In the days leading up to the debate, Murphy’s overall sentiment sharply declined, likely coinciding with the launch of the governor’s negative ad campaign targeting Ciattarelli. Going into the debate, Murphy was still more positive than Ciattarelli, but his overall sentiment sharply declined relative to its high point in previous weeks.

After the debate, both candidates became more positive in their sentiment, with Ciattarelli having a larger increase compared to Murphy.

Part 2: Conversations About the Candidates

In this section, I analyzed tweets that were posted about the candidates, rather than only those posted by the candidates themselves. To do this I queried Twitter’s 30-day API endpoint and requested the maximum amount of tweets available with 1 call to the API, which netted 3000 tweets about Phil Murphy and just over 2300 for Ciattarelli.

Differences in Hashtag Use

Hashtags are an interesting item to study when looking at topics discussed on social media data, so I created two network diagrams covering tweets about both candidates. The network diagrams show the relationship between hashtags that were used together in Twitter posts.

Tuesday night’s debate was clearly a driver of chatter related to the race.

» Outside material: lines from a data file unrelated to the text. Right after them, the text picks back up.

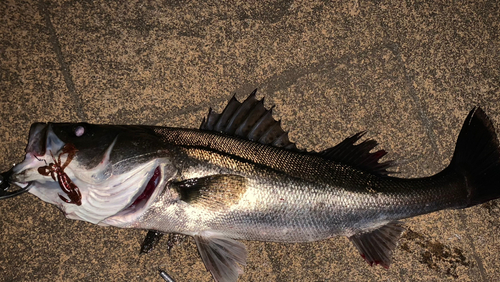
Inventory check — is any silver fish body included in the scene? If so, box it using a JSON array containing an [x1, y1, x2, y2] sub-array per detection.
[[6, 92, 500, 281]]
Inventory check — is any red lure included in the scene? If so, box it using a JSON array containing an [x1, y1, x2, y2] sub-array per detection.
[[38, 144, 82, 206]]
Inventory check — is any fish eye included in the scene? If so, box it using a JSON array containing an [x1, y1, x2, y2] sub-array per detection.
[[75, 125, 85, 137]]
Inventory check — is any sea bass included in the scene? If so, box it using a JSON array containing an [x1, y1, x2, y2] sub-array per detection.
[[4, 91, 500, 281]]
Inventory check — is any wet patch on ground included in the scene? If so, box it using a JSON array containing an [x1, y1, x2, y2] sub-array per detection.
[[400, 229, 472, 278]]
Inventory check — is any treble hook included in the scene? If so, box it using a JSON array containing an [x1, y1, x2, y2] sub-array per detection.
[[0, 167, 31, 200]]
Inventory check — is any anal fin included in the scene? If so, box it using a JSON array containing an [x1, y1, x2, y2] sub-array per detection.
[[349, 221, 405, 268], [194, 231, 247, 282]]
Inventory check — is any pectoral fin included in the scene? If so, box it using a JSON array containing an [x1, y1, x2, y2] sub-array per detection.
[[349, 222, 404, 268], [194, 232, 247, 282]]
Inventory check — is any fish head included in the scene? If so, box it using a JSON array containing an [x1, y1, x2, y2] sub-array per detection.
[[11, 123, 176, 226]]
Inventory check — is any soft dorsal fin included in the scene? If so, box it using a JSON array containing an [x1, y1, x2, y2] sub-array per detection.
[[200, 89, 296, 150], [318, 131, 393, 175]]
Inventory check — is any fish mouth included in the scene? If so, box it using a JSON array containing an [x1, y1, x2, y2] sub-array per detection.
[[120, 166, 161, 215], [10, 122, 64, 183], [99, 162, 168, 227], [26, 122, 49, 157]]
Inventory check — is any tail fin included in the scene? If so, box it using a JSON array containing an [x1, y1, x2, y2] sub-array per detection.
[[449, 108, 500, 207]]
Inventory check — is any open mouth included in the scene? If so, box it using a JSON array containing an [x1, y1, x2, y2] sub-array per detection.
[[121, 166, 161, 213]]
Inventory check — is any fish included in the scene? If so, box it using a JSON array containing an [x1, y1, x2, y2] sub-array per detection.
[[4, 90, 500, 282]]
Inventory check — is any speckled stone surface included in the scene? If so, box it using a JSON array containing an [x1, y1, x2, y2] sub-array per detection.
[[0, 0, 500, 282]]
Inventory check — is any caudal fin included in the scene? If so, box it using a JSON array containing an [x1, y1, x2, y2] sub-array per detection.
[[449, 108, 500, 207]]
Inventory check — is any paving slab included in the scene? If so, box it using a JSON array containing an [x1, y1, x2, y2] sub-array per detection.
[[0, 0, 500, 282]]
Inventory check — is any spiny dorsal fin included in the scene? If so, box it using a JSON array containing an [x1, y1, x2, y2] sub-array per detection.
[[319, 131, 392, 175], [349, 221, 404, 268], [174, 174, 247, 210], [200, 89, 296, 150]]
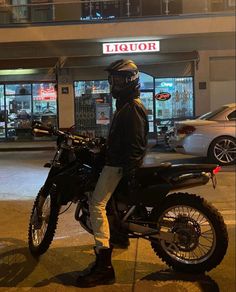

The hashtag “#njgovdebate” was the most popular among tweets referencing either candidate in the last 30 days.

Following the debate, Team Murphy doubled down on negative campaign rhetoric against Jack Ciattarelli by linking his statements made during the debate with the hashtag “#jackwilltakeusback,” which was used most frequently with tweets that also referenced the debate hashtag. Several pro-Ciattarelli and NJGOP hashtags, such as “#letsfixnj” and “#jack4nj” were also used frequently within posts about the debate.

Two other clusters of hashtags were apparent from this network analysis as well. A range of issue-oriented hashtags, such as “#medicaid,” “#healthcare,” “#votingrights” and “#jobs” appeared in a cluster used in conjunction with the hashtags “#njpolitics,” “#nj” and “#newjersey,” suggesting particular concern with these issues among Twitter users.

Who Is Driving the Conversation?

Lastly, we’ll take a look at which Twitter users have been driving the conversation about the two candidates by analyzing how frequently they appeared in @ mentions within this snapshot of Twitter data.

The network visualization shows that the Twitter accounts of the candidates themselves were the most frequently mentioned. Within this snapshot in time, Phil Murphy’s campaign account (@philmurphynj) was the most frequently mentioned, followed by Jack Ciattarelli’s (@jack4nj). The third most mentioned account was Murphy’s official account (@govmurphy).

It was interesting to see that a number of influential political consultants, journalists and academic institutions were also frequently mentioned along with the candidates in tweets regarding the election.

Methodology

All analysis was performed using R 4.1.1 and the quanteda package. Sentiment analysis was performed using sentimentr.